Phoenix wonders why she was fired, and I was about to make fun of him, but I don’t think we actually got the official reason yet. But come on, we all know that every bad thing that happened to every one of these characters was a direct result of SL-9. Angel confirms this, and although this is not even close to the first time Phoenix has heard this case mentioned during the course of the day — he even referred to it while investigating the Penismobile a few moments ago — for some reason he still responds to Angel’s announcement with, “Ess… El..? (Wait! She doesn’t mean…!)” This might be the dumbest thing he has ever said — even Shion has never Shioned this badly. In spite of Angel explicitly mentioning the ESS ELL NAH-EEN incident in red font, the corresponding dialogue option will not appear until Phoenix thrusts the right piece of evidence in her face. None of us is happy about this.

Understatement of the year.

Understatement of the year.

Phoenix presents the upside-down note first, which does get her to open up. I wish I had not typed that. Angel mentions that Niceguy was the head detective on the case, and once again I’m not sure if we knew that already — everything gets repeated so many times, I start to forget what is actual new information. Anyway, the SL-9 evidence was set to be transferred on the day of Niceguy’s murder, which we did already know, courtesy of Gumshoe. Angel feels that Niceguy’s murder on the day of the transferal is not a coincidence, and thankfully we’re not in court right now, so she doesn’t have to prove it with ten pieces of evidence and hundreds of screens of testimony. She follows this up with the worst declaration in the history of humankind: “SL-9 isn’t over! Not yet!” Life is about to get a lot worse for all of us, but mostly me and Sam.

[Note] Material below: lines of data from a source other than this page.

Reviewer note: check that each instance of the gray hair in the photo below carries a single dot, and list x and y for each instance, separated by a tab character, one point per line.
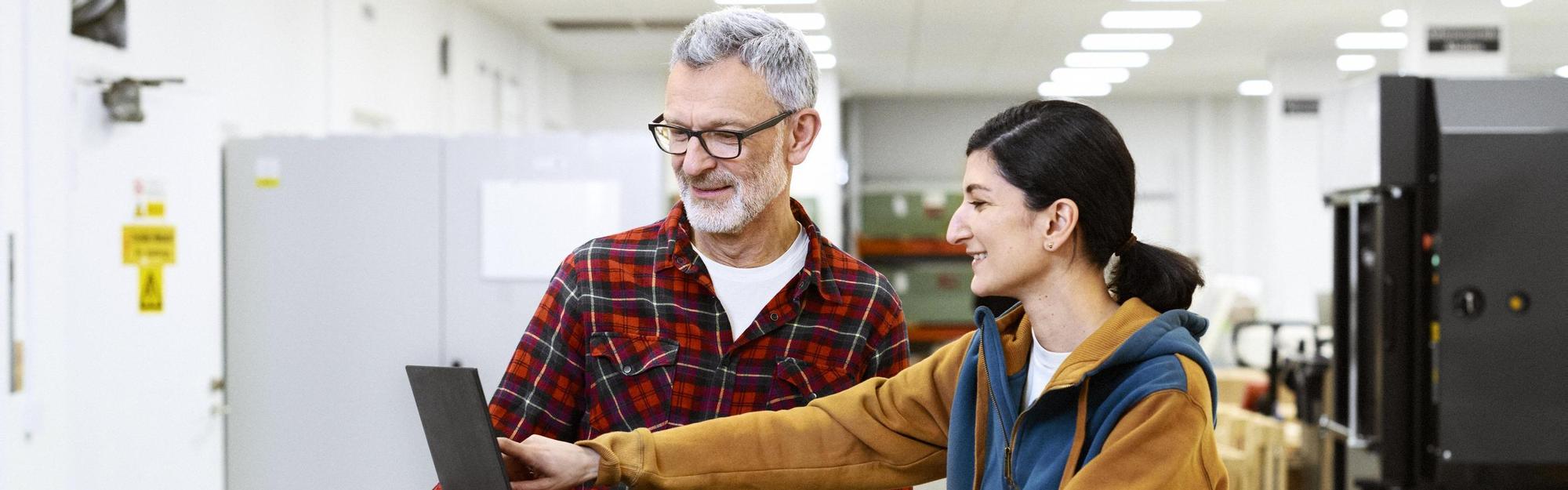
763	43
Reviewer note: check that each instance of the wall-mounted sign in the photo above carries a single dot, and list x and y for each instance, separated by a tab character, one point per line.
1476	38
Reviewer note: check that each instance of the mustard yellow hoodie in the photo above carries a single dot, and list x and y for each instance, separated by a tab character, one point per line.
1130	408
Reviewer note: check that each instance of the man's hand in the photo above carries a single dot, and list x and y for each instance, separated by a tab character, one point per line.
545	463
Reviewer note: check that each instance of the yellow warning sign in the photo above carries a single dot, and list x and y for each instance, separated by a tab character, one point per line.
151	289
148	244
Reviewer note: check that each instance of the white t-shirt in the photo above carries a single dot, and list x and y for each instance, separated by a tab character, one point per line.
1042	366
747	291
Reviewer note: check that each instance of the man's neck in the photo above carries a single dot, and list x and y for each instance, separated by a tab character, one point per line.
755	245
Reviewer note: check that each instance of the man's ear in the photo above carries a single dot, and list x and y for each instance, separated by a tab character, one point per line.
804	134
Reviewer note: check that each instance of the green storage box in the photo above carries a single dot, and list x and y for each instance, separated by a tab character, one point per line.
935	292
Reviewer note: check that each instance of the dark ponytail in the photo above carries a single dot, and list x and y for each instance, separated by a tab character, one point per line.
1158	275
1054	150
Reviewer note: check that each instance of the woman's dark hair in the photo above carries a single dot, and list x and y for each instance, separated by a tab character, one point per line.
1056	150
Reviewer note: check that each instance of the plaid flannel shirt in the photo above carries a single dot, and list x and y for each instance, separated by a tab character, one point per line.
631	335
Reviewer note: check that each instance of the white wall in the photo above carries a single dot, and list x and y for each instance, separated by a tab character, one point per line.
10	220
100	376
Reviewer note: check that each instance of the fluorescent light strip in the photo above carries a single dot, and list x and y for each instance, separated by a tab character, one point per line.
827	62
1127	42
1091	74
764	2
1073	90
819	43
1150	20
1395	18
1373	42
1108	60
1356	62
1255	89
802	21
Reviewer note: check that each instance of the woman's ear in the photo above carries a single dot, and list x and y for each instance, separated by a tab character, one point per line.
1061	220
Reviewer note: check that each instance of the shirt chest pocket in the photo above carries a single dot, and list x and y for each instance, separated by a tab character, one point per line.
631	380
797	382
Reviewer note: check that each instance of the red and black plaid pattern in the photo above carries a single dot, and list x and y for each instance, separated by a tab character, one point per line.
631	335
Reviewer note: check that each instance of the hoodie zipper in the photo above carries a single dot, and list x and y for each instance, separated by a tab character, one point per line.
996	408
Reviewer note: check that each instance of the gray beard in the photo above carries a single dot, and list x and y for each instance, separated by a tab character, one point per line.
744	205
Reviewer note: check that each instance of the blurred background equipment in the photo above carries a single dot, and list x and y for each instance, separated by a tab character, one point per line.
1448	286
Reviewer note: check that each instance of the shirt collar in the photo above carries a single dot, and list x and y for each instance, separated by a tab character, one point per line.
675	238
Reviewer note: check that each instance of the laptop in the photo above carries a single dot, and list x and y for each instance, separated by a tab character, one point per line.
457	427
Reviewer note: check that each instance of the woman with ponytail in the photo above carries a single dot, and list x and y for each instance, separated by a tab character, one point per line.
1086	383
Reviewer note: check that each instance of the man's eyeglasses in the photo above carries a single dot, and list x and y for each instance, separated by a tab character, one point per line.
719	143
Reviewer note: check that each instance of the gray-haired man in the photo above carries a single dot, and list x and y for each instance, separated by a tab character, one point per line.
735	302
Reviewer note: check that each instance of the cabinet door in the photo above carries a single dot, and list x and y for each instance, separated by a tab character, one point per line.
333	285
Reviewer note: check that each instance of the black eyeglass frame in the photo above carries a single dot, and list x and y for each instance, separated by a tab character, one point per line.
741	136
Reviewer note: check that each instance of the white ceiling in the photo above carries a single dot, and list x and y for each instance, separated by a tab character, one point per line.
1006	48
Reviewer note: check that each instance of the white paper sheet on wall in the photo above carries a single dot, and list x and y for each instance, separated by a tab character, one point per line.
529	227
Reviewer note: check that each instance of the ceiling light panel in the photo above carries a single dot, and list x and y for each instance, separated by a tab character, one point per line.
764	2
1091	74
1127	42
1108	60
1255	89
1073	90
1373	42
1395	18
802	21
1150	20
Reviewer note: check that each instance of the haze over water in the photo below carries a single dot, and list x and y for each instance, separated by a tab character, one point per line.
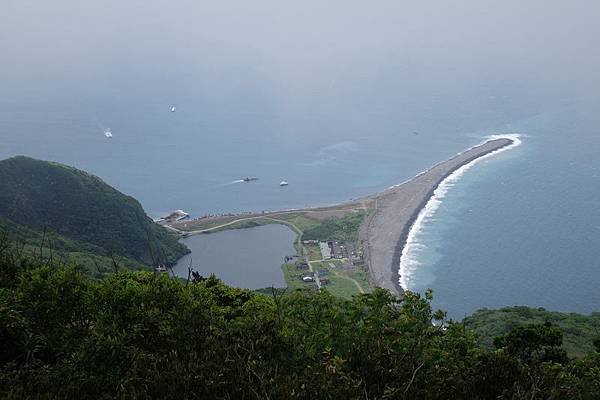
340	99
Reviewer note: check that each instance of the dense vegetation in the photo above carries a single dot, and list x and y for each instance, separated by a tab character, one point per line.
579	331
78	213
342	229
139	335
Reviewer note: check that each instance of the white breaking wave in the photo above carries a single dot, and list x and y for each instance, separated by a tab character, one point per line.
409	260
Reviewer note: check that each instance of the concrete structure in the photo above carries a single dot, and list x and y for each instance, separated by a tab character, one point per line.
325	250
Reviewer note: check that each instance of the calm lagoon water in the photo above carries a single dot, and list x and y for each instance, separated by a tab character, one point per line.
249	258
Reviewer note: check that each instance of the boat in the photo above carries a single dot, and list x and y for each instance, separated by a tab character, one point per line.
160	269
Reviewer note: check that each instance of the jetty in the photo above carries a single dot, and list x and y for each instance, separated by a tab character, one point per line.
383	234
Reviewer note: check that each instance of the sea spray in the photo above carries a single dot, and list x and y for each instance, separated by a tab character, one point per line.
409	259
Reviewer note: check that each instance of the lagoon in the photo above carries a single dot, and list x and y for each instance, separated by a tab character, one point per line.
247	258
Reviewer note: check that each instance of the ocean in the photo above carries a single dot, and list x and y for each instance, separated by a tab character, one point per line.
361	101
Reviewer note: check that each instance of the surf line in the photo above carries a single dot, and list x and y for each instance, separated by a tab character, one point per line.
408	259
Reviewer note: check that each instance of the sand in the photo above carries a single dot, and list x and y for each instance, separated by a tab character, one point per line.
385	230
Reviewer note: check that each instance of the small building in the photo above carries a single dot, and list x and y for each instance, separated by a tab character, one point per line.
325	250
302	265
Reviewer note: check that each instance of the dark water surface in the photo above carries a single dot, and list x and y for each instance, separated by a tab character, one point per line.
249	258
339	98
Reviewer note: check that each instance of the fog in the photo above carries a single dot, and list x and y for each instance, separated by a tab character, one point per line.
342	56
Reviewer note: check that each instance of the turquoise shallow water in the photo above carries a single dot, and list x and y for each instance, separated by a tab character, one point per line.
519	228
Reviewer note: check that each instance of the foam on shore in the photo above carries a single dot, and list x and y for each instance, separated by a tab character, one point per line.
409	258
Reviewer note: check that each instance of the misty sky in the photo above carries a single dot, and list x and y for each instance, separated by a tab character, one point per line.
353	54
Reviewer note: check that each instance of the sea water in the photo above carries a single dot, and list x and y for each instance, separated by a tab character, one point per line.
365	98
518	228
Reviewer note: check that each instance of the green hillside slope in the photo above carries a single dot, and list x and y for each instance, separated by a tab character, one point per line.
579	331
39	195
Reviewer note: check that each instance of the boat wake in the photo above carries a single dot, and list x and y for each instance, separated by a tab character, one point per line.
409	260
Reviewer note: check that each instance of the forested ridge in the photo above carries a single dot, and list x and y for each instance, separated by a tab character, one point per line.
78	214
139	335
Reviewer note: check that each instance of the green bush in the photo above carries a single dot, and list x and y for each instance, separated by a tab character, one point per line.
138	335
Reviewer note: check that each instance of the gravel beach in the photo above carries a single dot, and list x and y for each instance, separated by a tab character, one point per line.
385	230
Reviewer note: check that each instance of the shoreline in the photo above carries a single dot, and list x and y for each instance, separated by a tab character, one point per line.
391	215
432	204
387	230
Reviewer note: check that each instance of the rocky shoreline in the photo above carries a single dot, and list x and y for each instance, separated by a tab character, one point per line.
385	231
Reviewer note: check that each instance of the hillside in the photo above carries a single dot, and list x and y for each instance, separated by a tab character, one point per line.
81	211
579	331
138	335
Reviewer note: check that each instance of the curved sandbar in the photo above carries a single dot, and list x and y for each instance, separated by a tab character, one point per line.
385	231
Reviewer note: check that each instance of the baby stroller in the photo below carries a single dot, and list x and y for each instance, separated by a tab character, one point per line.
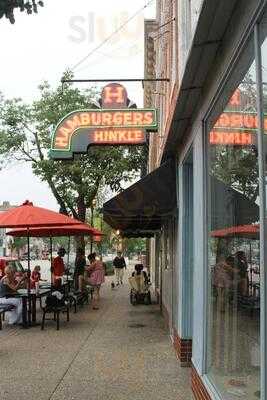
140	293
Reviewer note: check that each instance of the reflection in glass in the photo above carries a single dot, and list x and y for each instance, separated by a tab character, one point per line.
233	261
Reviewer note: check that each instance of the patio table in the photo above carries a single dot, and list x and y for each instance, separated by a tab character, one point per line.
23	294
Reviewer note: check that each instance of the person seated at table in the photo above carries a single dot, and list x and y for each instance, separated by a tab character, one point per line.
241	266
36	276
8	288
224	279
80	264
58	267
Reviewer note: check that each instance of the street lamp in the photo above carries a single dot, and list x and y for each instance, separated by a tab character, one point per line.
92	223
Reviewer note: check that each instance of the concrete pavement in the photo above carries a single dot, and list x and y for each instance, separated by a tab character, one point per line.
118	352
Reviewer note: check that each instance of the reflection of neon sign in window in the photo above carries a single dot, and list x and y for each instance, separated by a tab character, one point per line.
231	138
235	128
238	120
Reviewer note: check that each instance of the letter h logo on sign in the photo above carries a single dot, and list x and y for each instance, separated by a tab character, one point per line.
114	96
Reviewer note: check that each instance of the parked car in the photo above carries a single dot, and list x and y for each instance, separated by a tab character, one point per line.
14	262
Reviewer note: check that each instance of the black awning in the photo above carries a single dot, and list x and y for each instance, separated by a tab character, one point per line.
140	209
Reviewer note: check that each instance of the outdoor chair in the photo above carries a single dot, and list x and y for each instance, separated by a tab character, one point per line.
79	298
4	308
56	308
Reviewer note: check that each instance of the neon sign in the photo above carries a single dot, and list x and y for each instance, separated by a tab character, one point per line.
231	138
115	124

Even all that doesn’t work to unlock the SL-9 dialogue option. This is not the least bit intuitive.. Okay, next Phoenix thrusts forward the photo that Angel took with her secret lunchbox spy camera. “If you think about it, I could have taken that picture from the guard room,” she comments. At first I thought she was saying that the picture would have looked exactly the same, which is a huge lie, but what she really means is that in hindsight she she didn’t have to run all the way around to the B Block to get the fucking snapshot or whatever. Sam covered all the problems with this scenario in her recap, and I feel it’s better for my sanity to just skip past further discussion of the incident. Angel claims once again that she only lied to make her testimony sound better so that it wouldn’t be “disregarded.” That happened to her at some vague point in her past (surely not two years ago!) and she’ll do anything to avoid that again. Which makes no sense because getting caught in an obvious lie seems like the quickest way to get your testimony disregarded. Well, second quickest behind lunchbox puns. Also, who is supposedly doing the disregarding here? The Judge? Edgeworth? Maybe if she wants Edgeworth to listen to her, she should try a Sausage Party lunchbox instead of the fish taco special.